Я вздрогнула от этого термина, бросив свои мысли назад к событиям вечера. Был момент, когда Алек прикусил мою шею, и я подумала, что он сделал это чуть слишком сильно, но это ослабло почти тотчас же.
– И человек, которого ты кусаешь, не знает, что ты делаешь это?
– Это зависит кое от чего, – сказал он, сверяясь с часами.
– От чего же?
– От, так или иначе, разделенного сексуального влечения.
Ладно, это определенно было там вчера вечером. Поэтому возможно, что засос, был не столько засосом, сколько показателем того, что Алек был чем-то большим, чем казался. Но если это было правдой, то он был не лучше Кристоффа.
– Нет, – сказала я, качая головой. – Я не верю в это. Алек – хороший. Он не злобный, как ты.
Бирюзовые глаза Кристофф повернулись ко мне, взгляд был преисполненный презрением настолько сильным, что это ужалило меня.
– Твои люди безжалостно, без предупреждения убивают моих, проводя самые непристойные ритуалы, которые можно вообразить, и ты называешь меня злобным?
Я вцепилась в ремень безопасности, выдергивая его прочь, когда рывком открыла дверь, в отчаянной попытке побега от угрожающего Кристоффа.
Он прорычал что-то и прыгнул за мной, прихлопывая меня к каменной стене здания. Мы были с теневой стороны, солнце еще не согрело камень, но не это было причиной, из-за которой я задрожала у холодной стены.

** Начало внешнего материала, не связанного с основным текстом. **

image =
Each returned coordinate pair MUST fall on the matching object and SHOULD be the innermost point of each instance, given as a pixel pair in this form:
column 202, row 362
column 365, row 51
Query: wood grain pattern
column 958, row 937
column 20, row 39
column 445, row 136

– Братство очищает людей… – начала говорить я, выхватывая из памяти то, что Анники сказала мне раньше вечером.
– Очищает? – Он выплюнул это слово, как будто оно было ядовитым, склонился ближе ко мне, так близко, что я могла почувствовать тепло его тела, но в его глазах были гнев и отвращение, которые оставили меня парализованной от страха. – Ты знаешь, как ваши драгоценные жнецы очистили Анжелику? Они начали с распятия на кресте, выпустив из нее почти всю кровь, заставляя ее мучиться от боли и почти невыносимого голода. После этого они призвали их очищающий свет. Ты знаешь, что это такое, Зоря?

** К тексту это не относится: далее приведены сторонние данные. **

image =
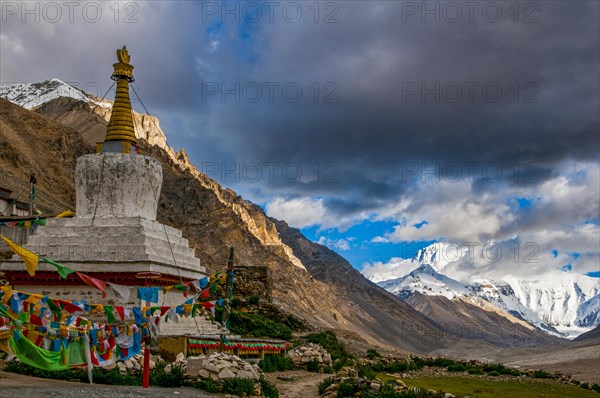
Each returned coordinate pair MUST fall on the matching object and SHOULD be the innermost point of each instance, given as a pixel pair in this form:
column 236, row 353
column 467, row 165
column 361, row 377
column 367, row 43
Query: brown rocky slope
column 331, row 295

Я покачала головой, слезы затуманили мое зрение.
– Совершенное жертвоприношение. Они привыкли просто сжигать людей у столба, но теперь используют какой-то вид электричества, выжигая тело изнутри.
Мой желудок перевернулся от ужасающего видения, поднявшегося в моем уме. Я закрыла глаза, слезы прожигали дорожки вниз по моим щекам.
– Впрочем, они не сожгли ее до смерти. Это было бы слишком легкой смертью для нее. Обряд очищения был завершен обезглавливанием… медленным, потребовавшим нескольких ударов, пока спинной мозг, наконец, не разорвался.
Я отпихнула его в сторону, метнувшись к маленькому чахлому кустарнику, и упала на колени с желанием поблевать, но мой желудок слишком восстал, чтобы сделать даже это.
– Они оставили ее голову рядом с телом, так, чтобы я мог увидеть выражение ее лица, – сказал он позади меня. – Они хотели, чтобы я знал о муках, которые она перенесла, прежде чем умереть. Это люди, которых ты представляешь, Пия. И ты удивляешься, что я охочусь на них.
– Если это правда, я ни в малейшей степени не виню тебя, – начала говорить я, но прежде чем я смогла закончить, он вздернул меня на ноги.
– Если это правда? – Его разъяренный взор обшаривал мое лицо. – Ты сомневаешься во мне?
– Я не знаю, что думать, – завопила я, слишком переполненная сумбуром в попытке разобраться во всех этих вещах. – Я не думаю, что ты лжешь, нет. Я узнаю горе, когда вижу его. Но Анники не того сорта человек. По крайней мере, я не думаю, что она была такой – она казалась сострадательной, как если бы в самом деле заботилась о людях.
– О людях, не о Темных.
Я открыла рот, чтобы оспорить это утверждение, но не знала что сказать.
– Это не имеет значения, – сказал он, выражение его лица стало жестче, когда он обернул руку вокруг моей и отбуксировал меня к фасаду здания. – Верь тому, чему хочешь. Я собираюсь гарантировать что ты, по крайней мере, не позволишь жнецам убить еще больше моих людей.
– О, милый Боженька, ты собираешься убить меня! – Заорала я, паникуя, когда он рывком открыл деревянную дверь и затащил меня внутрь здания.
– Если бы я хотел сделать это, то сломал бы тебе шею прошлым вечером. Помолчи, женщина! – Завопил он, пугая меня до молчания, последние отголоски моего визга постепенно угасли. – Священник здесь не должен говорить по-английски, так что будет бесполезно просить у него помощи.